On Goldstein’s Novels of Ideas: Iris Murdoch’s <em> The Black Prince </em>

On Goldstein’s Novels of Ideas: Iris Murdoch’s The Black Prince

This piece continues a series of reviews highlighting philosopher-novelist Rebecca Newberger Goldstein’s list of the best “novels of ideas”. Iris Murdoch’s The Black Prince was the fourth entry on her list.

Reviewed in this essay: The Black Prince, Iris Murdoch. Penguin Classics, 2003 (Originally published: 1973)

The Black Prince is the story of Bradley Pearson, a 58-year-old retired Inspector of Taxes and author. The first half of the novel outlines Pearson’s attempts to escape to the countryside to work on his would-be great novel. Each time he tries to leave, the doorbell rings and his work is delayed. On the third attempt, Pearson’s best friend and rival Arnold Baffin’s 20-year-old daughter rings. Pearson falls in love and abandons his desire to leave London and his novel. Eros defeats art and the comic part of the novel ends; tragedy predictably follows.

The Black Prince is structured as Pearson’s apologia to his editor and friend P.A. Loxias. This allows Murdoch to address an audience directly, pausing for philosophical musings, without engaging in the post-modern trick of acknowledging the reader. Loxias and Pearson both write forewords to the main text. Pearson and four other characters offer competing postscripts. Two deny Loxias’s existence. This fulfills early premonitions about Pearson’s unreliability as a narrator. The first significant piece of dialogue shifts “I may have just killed my wife” to “I may have just killed Rachel” in the first twenty pages. Similar inconsistencies arise throughout.

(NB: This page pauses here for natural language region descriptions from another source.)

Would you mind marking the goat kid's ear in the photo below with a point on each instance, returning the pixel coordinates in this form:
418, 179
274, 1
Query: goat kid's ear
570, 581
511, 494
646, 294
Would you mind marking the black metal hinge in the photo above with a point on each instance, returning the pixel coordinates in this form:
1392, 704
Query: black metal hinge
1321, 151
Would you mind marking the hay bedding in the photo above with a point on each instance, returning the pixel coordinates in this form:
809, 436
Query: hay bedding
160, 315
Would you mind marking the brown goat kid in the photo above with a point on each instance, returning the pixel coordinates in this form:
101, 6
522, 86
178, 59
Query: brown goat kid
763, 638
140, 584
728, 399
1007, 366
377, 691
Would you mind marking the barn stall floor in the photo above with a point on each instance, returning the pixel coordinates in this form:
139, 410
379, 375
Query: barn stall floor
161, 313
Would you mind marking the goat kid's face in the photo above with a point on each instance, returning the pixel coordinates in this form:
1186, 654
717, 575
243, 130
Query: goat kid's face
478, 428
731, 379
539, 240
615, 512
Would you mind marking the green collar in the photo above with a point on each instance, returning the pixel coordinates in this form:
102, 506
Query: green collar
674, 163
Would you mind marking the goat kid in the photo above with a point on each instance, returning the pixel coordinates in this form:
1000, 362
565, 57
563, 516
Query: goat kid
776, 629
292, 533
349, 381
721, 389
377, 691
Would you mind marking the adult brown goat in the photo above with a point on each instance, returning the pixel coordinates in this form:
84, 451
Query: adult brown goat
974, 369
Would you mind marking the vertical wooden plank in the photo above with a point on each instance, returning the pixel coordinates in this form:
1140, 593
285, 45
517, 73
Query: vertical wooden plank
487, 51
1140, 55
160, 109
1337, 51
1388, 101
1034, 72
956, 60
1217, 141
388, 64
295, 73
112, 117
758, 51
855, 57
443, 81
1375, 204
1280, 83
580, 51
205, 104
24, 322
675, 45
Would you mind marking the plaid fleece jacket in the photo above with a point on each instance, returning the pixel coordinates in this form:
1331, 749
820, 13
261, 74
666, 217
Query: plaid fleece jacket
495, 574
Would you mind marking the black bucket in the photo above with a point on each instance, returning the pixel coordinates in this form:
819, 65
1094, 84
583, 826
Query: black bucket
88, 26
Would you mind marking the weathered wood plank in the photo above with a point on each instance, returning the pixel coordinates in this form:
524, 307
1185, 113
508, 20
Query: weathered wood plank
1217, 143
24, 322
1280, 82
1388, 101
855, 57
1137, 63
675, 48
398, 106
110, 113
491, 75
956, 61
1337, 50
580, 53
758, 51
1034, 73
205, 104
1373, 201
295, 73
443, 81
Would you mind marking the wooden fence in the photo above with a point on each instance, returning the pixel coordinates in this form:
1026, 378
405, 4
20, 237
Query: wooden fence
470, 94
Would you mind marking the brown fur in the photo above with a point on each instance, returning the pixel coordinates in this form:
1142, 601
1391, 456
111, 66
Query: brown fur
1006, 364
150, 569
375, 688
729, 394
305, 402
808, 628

Pearson (if not Murdoch) does an able job of warning against trivial interpretations of the story. Despite the complicated familial relationships in the novel, his dismissal of Freudian interpretations of Hamlet as beside the point even if true also applies here. Elsewhere, he directly combats the notion that this is a story of a would-be artist who confuses a desire for an individual for a desire to create. One wonders if this novel can also be distinguished from stories of individuals who confuse desire for the transcendent with desire for an individual (i.e. Thomas Mann’s Death in Venice).

The novel can be read as an engagement with Greek philosophy’s greats. Murdoch was a Plato scholar and Goldstein suggests the text can be understood as a reflection on Plato’s works on eros and art. One should also keep Aristotle in mind when reading Murdoch. Part of Murdoch’s continuing influence stems from her continuation of the Aristotelian engagement of the moral imagination. Pearson’s self-analysis raises the question of moral refinement. It is worth probing whether reading Murdoch can hone one’s moral intuitions.

Baffin’s novels are criticized for being in a “rozy haze with Jesus and Mary and Buddha and Shiva and the Fisher King all chasing round and round dressed up as people in Chelsea.” Pearson and Baffin’s arguments on art can approximate such caricatures, but Murdoch wisely keeps them short. Instead, Murdoch’s narrative and, in particular, her descriptions move both aesthetical please and help engage the moral imagination. In recognizing the influence of emotions on actions, Murdoch parts from Plato; readers’ attempts to empathize inflame their moral imagination. Murdoch makes empathy easy by providing excellent phenomenological descriptions of everything from falling in love with someone you have known from a long time to vomiting (two related phenomena in the novel and life).